Data from early voting that shows Democrats have cast more ballots than Republicans so far, a sign of the party’s unusual excitement about their prospects this year, said Katherine Fischer, executive director of the Texas Majority Pac.

“No matter the outcome, we’re going to have someone in the general who’s just a real powerhouse,” said Fischer, who worked for O’Rourke’s 2018 Senate bid.

The same anti-Trump backlash that bolstered O’Rourke in 2018 are even more apparent today, according to Luke Warford, founder of the Agave Democratic Infrastructure Fund, a Pac working to help Texas Democrats win statewide.
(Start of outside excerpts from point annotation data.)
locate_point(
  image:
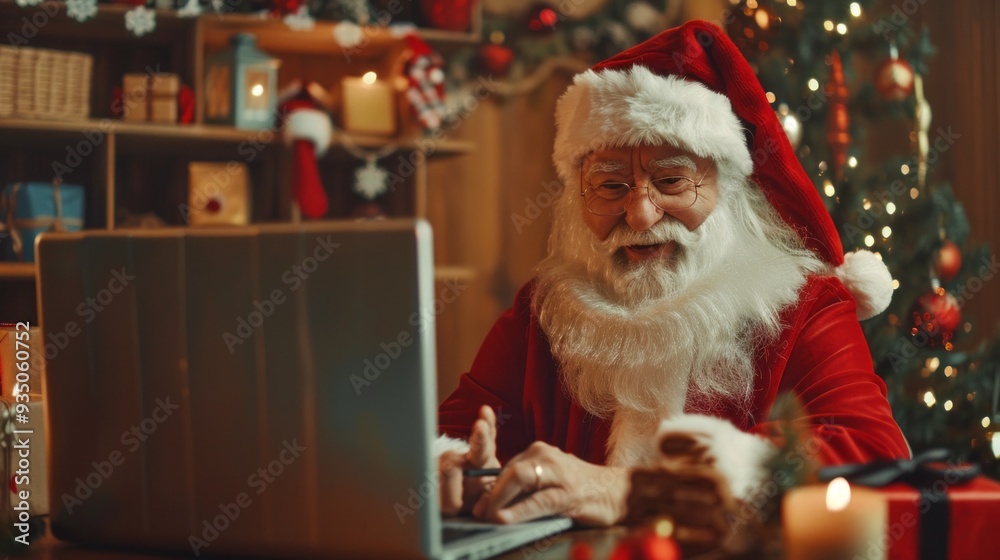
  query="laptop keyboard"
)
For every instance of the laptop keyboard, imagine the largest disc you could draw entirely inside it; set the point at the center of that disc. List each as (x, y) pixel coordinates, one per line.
(452, 534)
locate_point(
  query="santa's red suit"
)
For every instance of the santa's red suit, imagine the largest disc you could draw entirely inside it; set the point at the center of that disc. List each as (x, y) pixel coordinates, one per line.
(691, 88)
(815, 357)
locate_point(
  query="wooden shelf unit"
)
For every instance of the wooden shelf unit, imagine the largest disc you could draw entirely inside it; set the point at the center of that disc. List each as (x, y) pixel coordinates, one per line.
(141, 167)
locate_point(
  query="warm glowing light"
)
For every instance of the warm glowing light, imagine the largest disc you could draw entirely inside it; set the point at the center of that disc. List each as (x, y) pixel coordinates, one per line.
(664, 528)
(838, 494)
(762, 19)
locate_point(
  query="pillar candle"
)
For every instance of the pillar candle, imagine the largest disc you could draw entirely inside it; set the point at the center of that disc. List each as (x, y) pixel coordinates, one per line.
(834, 522)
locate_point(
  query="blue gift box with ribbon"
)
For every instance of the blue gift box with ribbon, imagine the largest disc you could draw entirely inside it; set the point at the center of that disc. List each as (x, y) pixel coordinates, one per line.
(28, 209)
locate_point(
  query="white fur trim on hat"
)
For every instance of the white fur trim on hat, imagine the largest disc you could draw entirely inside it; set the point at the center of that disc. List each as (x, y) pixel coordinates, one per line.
(738, 456)
(310, 124)
(614, 108)
(444, 443)
(868, 280)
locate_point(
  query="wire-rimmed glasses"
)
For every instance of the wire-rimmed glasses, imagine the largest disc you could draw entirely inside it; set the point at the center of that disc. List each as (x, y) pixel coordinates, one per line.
(670, 194)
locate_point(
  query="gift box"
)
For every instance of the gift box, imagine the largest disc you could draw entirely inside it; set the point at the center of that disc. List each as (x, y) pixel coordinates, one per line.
(28, 209)
(954, 521)
(30, 347)
(150, 97)
(936, 510)
(218, 194)
(24, 461)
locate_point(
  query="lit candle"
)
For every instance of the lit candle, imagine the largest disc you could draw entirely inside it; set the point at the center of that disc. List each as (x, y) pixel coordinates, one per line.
(369, 105)
(834, 522)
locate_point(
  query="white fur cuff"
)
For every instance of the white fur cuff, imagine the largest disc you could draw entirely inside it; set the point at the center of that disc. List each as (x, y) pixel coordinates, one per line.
(738, 456)
(868, 280)
(445, 443)
(312, 125)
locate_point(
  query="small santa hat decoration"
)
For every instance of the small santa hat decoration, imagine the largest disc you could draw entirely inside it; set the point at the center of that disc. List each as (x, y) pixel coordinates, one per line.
(308, 130)
(691, 87)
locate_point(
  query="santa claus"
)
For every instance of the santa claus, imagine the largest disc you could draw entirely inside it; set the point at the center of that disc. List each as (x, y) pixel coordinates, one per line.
(693, 276)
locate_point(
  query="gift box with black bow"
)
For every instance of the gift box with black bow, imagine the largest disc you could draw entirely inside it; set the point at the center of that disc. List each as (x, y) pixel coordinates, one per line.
(937, 509)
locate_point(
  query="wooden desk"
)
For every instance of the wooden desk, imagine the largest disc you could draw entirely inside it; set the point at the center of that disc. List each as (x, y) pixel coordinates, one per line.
(552, 548)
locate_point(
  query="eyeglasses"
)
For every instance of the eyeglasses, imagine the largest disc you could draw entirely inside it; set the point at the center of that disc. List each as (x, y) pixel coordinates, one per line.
(669, 194)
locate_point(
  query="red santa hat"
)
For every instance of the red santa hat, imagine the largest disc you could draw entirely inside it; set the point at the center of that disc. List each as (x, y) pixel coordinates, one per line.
(308, 130)
(691, 87)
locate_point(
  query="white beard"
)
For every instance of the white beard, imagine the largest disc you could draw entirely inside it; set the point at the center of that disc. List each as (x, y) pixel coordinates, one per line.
(632, 340)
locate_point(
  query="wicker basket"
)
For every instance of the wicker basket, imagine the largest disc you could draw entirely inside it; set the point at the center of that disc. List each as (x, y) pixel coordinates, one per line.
(44, 84)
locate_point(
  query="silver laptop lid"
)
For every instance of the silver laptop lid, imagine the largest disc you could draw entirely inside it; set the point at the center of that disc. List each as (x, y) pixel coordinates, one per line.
(255, 390)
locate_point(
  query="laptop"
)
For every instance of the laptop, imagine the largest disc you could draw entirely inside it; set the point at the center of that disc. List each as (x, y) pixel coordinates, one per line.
(267, 390)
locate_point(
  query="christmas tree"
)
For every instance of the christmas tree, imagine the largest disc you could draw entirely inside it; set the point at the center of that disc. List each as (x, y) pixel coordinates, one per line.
(842, 75)
(837, 71)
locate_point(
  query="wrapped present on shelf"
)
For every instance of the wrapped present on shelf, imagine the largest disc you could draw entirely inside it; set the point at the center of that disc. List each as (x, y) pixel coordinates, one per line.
(936, 510)
(24, 461)
(218, 194)
(20, 344)
(28, 209)
(150, 97)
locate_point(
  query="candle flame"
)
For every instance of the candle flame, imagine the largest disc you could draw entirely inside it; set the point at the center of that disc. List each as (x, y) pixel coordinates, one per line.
(838, 494)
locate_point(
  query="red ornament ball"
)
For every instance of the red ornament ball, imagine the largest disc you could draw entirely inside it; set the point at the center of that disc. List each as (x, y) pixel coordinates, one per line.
(937, 314)
(542, 20)
(496, 59)
(894, 79)
(948, 261)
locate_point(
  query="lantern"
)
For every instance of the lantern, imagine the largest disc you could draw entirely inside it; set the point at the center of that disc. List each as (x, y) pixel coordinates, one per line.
(241, 85)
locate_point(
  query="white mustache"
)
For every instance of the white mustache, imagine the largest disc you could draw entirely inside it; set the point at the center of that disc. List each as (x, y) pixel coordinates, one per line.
(663, 231)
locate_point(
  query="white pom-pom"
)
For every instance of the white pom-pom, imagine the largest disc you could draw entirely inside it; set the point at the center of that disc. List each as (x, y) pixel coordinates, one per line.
(868, 280)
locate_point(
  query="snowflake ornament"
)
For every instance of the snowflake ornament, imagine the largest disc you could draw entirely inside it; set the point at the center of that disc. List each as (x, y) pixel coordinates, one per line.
(370, 180)
(140, 21)
(81, 10)
(191, 9)
(300, 20)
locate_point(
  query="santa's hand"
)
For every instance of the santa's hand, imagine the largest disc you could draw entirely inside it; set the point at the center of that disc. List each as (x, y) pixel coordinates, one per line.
(543, 480)
(460, 493)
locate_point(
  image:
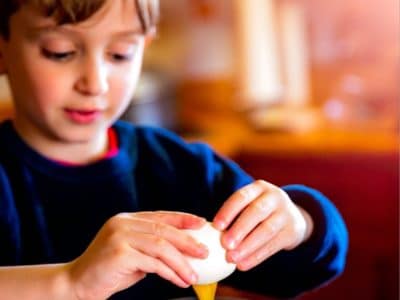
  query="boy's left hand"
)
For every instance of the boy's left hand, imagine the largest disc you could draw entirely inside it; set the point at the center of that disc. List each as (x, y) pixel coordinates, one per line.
(259, 220)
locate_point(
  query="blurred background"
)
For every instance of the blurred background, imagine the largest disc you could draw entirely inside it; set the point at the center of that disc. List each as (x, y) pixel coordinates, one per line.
(295, 91)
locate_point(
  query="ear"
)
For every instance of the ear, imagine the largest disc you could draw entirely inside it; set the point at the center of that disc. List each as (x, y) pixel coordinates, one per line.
(150, 36)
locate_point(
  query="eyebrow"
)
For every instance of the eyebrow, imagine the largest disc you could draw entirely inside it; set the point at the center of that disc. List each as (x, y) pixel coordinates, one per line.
(36, 32)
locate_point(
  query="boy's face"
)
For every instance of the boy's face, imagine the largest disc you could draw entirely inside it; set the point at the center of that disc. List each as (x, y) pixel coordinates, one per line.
(70, 82)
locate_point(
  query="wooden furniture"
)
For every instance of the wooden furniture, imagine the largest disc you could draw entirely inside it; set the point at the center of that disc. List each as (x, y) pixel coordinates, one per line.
(360, 174)
(358, 171)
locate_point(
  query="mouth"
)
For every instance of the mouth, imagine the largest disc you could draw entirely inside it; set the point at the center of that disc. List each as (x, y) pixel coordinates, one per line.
(82, 116)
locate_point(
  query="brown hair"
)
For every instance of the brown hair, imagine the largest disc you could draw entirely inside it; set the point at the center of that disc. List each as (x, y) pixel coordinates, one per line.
(74, 11)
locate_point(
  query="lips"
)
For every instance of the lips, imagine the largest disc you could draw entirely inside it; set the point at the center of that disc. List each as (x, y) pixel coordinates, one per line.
(83, 116)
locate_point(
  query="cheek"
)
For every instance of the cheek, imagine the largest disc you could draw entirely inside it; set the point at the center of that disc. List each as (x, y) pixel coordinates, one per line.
(124, 87)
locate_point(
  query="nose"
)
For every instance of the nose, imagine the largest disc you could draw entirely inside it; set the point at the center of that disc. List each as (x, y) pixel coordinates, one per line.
(93, 78)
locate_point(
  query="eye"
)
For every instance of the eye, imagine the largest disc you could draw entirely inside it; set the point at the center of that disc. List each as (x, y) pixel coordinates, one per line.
(117, 57)
(57, 56)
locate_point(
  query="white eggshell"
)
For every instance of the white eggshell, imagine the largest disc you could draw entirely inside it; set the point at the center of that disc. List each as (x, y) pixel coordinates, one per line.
(214, 268)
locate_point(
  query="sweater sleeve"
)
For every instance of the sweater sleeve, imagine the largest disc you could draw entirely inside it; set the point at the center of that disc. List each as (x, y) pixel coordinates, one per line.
(313, 263)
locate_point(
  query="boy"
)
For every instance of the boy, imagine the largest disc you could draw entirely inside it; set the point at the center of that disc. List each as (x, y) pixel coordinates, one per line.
(89, 207)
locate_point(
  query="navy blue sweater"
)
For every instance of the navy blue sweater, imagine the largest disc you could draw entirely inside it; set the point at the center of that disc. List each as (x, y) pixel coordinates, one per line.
(49, 213)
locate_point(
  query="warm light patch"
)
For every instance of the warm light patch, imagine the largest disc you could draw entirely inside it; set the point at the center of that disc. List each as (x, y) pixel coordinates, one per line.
(205, 291)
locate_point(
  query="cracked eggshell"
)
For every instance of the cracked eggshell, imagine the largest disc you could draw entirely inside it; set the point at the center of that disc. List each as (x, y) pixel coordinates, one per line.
(214, 267)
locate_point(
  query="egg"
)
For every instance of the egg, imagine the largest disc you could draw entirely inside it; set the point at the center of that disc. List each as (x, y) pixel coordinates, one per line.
(214, 267)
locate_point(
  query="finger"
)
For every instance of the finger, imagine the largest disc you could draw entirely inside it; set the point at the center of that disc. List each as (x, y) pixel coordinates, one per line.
(164, 251)
(255, 213)
(261, 235)
(150, 264)
(180, 239)
(178, 220)
(273, 246)
(237, 202)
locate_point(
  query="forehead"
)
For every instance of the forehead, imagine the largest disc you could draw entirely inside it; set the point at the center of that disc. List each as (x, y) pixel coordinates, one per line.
(119, 15)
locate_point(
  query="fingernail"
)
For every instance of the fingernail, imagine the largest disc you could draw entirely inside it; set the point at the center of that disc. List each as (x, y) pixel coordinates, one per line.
(193, 278)
(231, 243)
(202, 249)
(219, 224)
(234, 256)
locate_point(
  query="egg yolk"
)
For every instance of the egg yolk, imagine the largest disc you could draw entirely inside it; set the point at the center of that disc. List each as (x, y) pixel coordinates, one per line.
(205, 291)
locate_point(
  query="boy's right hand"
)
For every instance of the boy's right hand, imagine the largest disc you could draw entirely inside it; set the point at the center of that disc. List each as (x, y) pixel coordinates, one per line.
(129, 246)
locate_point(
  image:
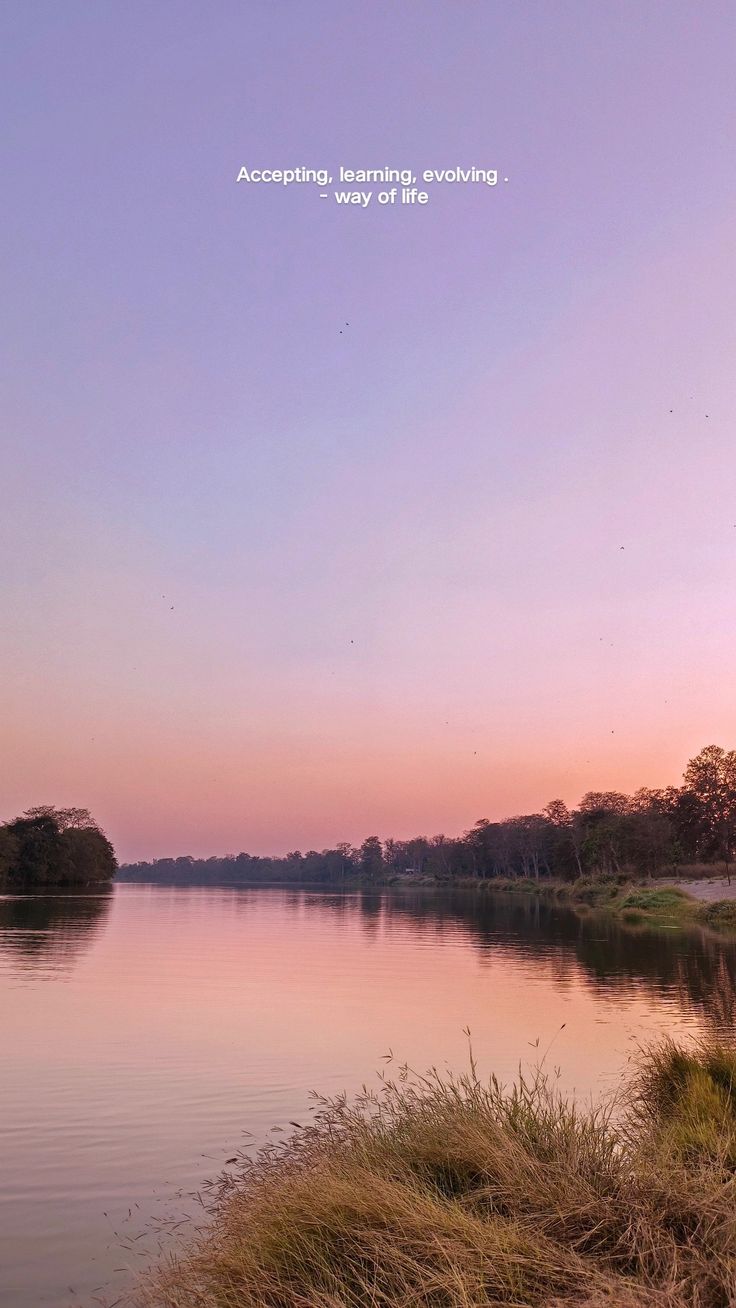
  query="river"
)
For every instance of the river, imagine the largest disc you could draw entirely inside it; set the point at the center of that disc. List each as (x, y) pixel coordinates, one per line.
(150, 1033)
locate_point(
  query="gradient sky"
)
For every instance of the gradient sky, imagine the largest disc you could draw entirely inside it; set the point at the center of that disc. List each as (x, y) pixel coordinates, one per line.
(267, 586)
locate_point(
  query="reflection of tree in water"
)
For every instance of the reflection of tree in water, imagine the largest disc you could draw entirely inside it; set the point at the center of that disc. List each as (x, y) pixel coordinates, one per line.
(51, 930)
(692, 968)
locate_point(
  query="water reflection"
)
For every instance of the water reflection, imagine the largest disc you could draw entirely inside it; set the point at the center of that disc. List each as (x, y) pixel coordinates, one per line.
(50, 931)
(696, 967)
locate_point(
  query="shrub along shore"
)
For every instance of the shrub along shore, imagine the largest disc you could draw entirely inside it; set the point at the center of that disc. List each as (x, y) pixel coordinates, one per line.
(455, 1193)
(632, 901)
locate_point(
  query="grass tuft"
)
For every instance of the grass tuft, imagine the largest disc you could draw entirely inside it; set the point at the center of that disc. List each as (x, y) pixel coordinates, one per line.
(454, 1193)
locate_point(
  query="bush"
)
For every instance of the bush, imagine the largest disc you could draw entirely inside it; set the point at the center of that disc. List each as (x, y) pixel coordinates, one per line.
(450, 1193)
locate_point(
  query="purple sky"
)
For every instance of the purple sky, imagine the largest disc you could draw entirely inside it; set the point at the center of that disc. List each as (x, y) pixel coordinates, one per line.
(394, 555)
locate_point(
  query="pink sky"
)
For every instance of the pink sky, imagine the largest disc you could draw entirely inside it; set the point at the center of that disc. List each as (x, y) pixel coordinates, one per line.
(267, 586)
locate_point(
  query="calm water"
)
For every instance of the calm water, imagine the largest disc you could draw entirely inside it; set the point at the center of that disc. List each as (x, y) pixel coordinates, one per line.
(145, 1031)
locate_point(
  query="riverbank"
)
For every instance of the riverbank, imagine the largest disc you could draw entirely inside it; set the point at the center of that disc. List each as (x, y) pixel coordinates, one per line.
(694, 903)
(458, 1193)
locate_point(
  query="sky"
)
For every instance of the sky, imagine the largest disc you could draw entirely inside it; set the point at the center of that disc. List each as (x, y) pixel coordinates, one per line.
(269, 581)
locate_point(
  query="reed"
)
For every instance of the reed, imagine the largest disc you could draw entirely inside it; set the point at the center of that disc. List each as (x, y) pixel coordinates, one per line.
(458, 1193)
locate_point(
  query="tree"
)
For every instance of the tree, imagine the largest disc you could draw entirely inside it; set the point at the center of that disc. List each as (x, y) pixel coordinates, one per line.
(711, 778)
(371, 857)
(50, 846)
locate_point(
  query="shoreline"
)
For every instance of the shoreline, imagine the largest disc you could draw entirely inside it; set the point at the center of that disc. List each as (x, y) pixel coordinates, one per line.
(707, 903)
(450, 1190)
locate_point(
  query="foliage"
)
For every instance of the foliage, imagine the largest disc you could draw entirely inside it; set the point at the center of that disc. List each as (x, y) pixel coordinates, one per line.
(55, 846)
(608, 835)
(458, 1193)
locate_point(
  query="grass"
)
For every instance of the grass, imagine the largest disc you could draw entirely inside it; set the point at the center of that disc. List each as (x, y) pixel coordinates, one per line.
(454, 1193)
(622, 897)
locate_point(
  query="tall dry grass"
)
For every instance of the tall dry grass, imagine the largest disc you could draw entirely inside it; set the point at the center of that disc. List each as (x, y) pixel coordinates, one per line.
(454, 1193)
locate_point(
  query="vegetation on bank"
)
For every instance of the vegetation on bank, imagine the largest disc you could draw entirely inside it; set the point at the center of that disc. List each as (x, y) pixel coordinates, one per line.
(633, 903)
(55, 846)
(454, 1193)
(608, 833)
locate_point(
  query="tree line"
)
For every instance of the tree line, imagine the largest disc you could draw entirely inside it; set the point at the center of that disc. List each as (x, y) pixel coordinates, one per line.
(55, 846)
(647, 833)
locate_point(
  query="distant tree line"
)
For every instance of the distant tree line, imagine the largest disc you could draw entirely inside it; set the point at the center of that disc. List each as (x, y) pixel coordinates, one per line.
(607, 833)
(55, 846)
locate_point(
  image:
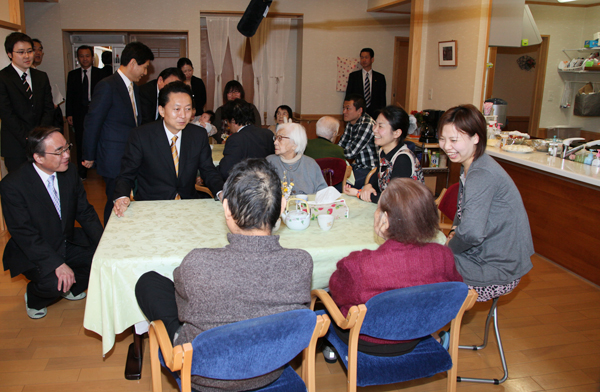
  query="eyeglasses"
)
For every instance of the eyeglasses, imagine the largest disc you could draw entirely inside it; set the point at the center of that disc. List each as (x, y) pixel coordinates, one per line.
(279, 137)
(23, 52)
(62, 151)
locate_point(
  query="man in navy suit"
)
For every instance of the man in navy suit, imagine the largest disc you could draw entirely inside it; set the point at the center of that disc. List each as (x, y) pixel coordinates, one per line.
(164, 156)
(81, 84)
(25, 99)
(114, 111)
(41, 202)
(368, 83)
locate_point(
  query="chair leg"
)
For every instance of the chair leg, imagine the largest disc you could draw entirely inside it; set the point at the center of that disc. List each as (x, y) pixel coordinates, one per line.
(493, 313)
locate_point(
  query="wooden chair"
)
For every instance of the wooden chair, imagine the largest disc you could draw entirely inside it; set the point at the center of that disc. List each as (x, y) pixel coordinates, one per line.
(402, 314)
(242, 350)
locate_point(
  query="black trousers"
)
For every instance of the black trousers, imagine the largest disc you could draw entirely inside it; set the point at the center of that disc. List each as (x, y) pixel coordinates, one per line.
(111, 183)
(156, 297)
(43, 290)
(13, 163)
(78, 130)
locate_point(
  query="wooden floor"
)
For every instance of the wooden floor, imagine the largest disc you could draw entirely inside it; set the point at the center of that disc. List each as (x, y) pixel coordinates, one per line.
(550, 327)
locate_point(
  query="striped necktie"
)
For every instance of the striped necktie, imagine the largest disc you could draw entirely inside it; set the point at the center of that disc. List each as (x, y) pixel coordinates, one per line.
(53, 194)
(367, 90)
(175, 159)
(27, 88)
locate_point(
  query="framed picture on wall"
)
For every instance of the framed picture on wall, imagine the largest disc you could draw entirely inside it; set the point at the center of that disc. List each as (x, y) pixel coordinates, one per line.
(447, 54)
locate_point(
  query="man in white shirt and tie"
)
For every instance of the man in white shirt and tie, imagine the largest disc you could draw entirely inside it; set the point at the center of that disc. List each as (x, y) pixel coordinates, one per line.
(41, 202)
(114, 111)
(368, 83)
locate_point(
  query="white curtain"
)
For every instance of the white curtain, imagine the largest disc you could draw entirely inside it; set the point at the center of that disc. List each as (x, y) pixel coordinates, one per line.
(277, 46)
(217, 29)
(237, 46)
(257, 44)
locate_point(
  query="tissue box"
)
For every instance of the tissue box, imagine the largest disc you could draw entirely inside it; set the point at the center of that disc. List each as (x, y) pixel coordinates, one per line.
(338, 209)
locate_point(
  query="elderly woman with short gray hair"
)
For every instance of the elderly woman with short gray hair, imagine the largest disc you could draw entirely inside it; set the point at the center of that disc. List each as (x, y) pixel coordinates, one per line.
(289, 160)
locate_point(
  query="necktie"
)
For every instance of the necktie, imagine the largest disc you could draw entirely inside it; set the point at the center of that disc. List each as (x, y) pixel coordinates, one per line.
(54, 194)
(367, 90)
(85, 89)
(132, 101)
(175, 159)
(27, 88)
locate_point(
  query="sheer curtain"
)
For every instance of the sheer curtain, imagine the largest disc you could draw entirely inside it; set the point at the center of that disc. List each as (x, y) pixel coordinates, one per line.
(257, 44)
(277, 47)
(237, 46)
(217, 30)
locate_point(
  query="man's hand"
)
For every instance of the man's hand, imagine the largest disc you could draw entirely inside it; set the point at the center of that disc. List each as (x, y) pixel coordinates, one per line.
(121, 205)
(65, 276)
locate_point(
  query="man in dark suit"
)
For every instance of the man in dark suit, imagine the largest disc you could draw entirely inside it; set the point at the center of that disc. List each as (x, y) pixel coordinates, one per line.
(114, 111)
(25, 99)
(246, 140)
(368, 83)
(81, 83)
(164, 156)
(149, 92)
(41, 202)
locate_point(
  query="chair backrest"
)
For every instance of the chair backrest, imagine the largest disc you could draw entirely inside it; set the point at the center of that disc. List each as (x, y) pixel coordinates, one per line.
(333, 170)
(413, 312)
(447, 204)
(253, 347)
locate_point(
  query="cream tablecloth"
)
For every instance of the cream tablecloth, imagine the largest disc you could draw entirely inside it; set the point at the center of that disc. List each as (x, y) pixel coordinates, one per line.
(156, 235)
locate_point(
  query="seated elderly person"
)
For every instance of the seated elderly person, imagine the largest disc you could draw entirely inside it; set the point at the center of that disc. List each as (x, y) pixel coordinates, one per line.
(324, 145)
(290, 162)
(407, 218)
(251, 277)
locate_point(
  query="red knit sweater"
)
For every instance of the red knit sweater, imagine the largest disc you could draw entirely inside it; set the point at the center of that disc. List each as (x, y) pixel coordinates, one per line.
(394, 265)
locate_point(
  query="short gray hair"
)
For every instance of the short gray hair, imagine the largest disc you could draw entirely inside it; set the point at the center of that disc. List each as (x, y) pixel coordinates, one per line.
(297, 134)
(327, 127)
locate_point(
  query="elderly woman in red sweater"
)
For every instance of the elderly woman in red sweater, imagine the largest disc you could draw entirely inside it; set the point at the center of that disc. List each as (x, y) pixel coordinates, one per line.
(406, 217)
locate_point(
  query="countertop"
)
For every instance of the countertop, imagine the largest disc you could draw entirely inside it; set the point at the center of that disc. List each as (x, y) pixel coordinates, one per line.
(553, 165)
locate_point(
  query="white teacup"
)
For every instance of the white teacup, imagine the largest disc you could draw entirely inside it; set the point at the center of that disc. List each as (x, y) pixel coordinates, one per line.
(325, 221)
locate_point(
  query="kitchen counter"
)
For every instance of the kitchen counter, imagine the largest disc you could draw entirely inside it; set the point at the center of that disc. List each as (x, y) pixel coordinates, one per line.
(569, 170)
(562, 199)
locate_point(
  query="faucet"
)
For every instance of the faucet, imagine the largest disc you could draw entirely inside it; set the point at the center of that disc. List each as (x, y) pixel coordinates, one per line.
(567, 143)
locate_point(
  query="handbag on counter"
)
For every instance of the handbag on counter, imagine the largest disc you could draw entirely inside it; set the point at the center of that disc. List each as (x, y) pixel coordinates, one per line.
(587, 102)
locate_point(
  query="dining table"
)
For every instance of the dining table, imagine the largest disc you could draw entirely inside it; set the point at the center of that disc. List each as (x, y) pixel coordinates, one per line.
(156, 236)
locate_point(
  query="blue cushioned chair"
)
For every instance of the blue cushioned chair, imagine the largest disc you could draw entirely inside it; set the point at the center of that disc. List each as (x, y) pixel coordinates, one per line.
(402, 314)
(242, 350)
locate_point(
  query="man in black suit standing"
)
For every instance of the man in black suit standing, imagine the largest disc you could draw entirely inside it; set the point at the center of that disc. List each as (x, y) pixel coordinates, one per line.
(41, 202)
(246, 140)
(368, 83)
(149, 92)
(164, 156)
(81, 83)
(114, 111)
(25, 99)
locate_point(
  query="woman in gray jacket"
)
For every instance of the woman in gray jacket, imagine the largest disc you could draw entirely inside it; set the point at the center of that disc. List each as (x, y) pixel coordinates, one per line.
(491, 238)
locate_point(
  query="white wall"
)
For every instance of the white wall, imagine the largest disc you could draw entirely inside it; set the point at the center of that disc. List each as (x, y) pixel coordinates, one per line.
(331, 28)
(567, 27)
(465, 21)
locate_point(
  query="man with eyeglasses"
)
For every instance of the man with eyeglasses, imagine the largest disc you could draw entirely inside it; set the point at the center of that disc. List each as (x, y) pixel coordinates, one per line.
(246, 140)
(41, 202)
(25, 99)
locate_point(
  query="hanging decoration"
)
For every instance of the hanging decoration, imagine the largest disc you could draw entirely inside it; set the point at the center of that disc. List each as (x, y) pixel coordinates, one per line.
(526, 63)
Trump is less popular today than he was then. Voters today are more frustrated with the economy. National Republicans are spending millions to prevent the party’s rank-and-file from electing Ken Paxton – a rightwing extremist plagued by corruption allegations and extra-marital affair scandals.

“I’m not a person who gets excited every year and says ‘this is the year we’re going to flip Texas,’ but this year you can definitely see a path to victory for Democrats if you squint,” Warford said in an interview. “One of the reasons the supporters of each candidate are arguing so vociferously is not just because they think theirs is the right candidate – it’s because they think they might win in November.”

A dead heat

Last summer, when Trump directed the Republican-controlled Texas legislature to gerrymander the state’s congressional maps to give the party an edge in the November midterms, Talarico fled the state with his Democratic colleagues in a bid to stall the effort. He became one of the party’s leading voices in the ensuing redistricting fight, appearing on Joe Rogan’s podcast in July. “You need to run for president,” Rogan, who endorsed Trump in 2024, told Talarico.

Talarico instead ran for Senate. Former Texas congressman Colin Allred was already running for the Democratic nomination when Talarico jumped in last year. Crockett entered the race in December, just before the filing deadline, prompting Allred to bow out and run for a newly redrawn congressional seat.

As a young state rep from the suburbs, Talarico entered the race with a much lower profile than Crockett. But he barnstormed the state for months in his signature Lucchese cowboy boots, rallying Democrats on college campuses, church pews and even a rodeo. Talarico says his campaign has recruited some 13,000 volunteers.

Supporters in El Paso hold up ‘Talarico for Texas’ signs. Photograph: José Luis González/Reuters

“The Talarico campaign has been working 24/7 in terms of public events, TV advertising, digital advertising, and social media activity,” Rice University political scientist Mark Jones said.

By her own admission, Crockett has run a less “traditional” campaign, largely eschewing broadcast advertising. As a sitting congresswoman, she has split her time between the campaign trail – where she prefers old-school retail politicking – and Washington, where Democrats are in a fiscal standoff with Republicans over reining in ICE.